The president of Palau has issued a heartfelt plea to the world not to consign his people to the history books, as rising sea levels driven by climate change threaten to sink his country.
“We should not ever live in a world where we would have to go to textbooks or history books to learn about these islands and those cultures and those people because they vanish because of climate change,” President Surangel Whipps Jr told Sky News.
The Pacific Ocean archipelago of some 340 islands, home to 18,000 people, vast barrier reef and abundant marine life, is being battered by climate change.
The president painted a stark picture of how the weather had changed. “We’ve had typhoons, monsoons taking out roads, destroyed homes,” he said.

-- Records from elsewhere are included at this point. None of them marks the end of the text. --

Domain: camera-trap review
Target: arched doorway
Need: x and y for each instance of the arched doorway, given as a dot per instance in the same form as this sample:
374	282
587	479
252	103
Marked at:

Previously Palau was not in what is known as the “Typhoon Belt”. “That’s a direct result of the change in climate,” he said.
Homes are flooded just from high tide and warmer seas are bleaching the coral.
‘Ray of hope’
The president caused a stir at the COP26 climate talks in Glasgow in November when he told leaders: “You might as well bomb our islands instead of making us suffer, only to witness our slow and fateful demise.”
He told Sky News that the climate summit had offered a “ray of hope that we’re going in the right direction” but called out big polluting countries for being “behind” in their response.
“It’s not happening fast enough,” he said, adding that a lot of offers to help fund vulnerable nations’ efforts to cope with climate change “has been talk” rather than hard cash.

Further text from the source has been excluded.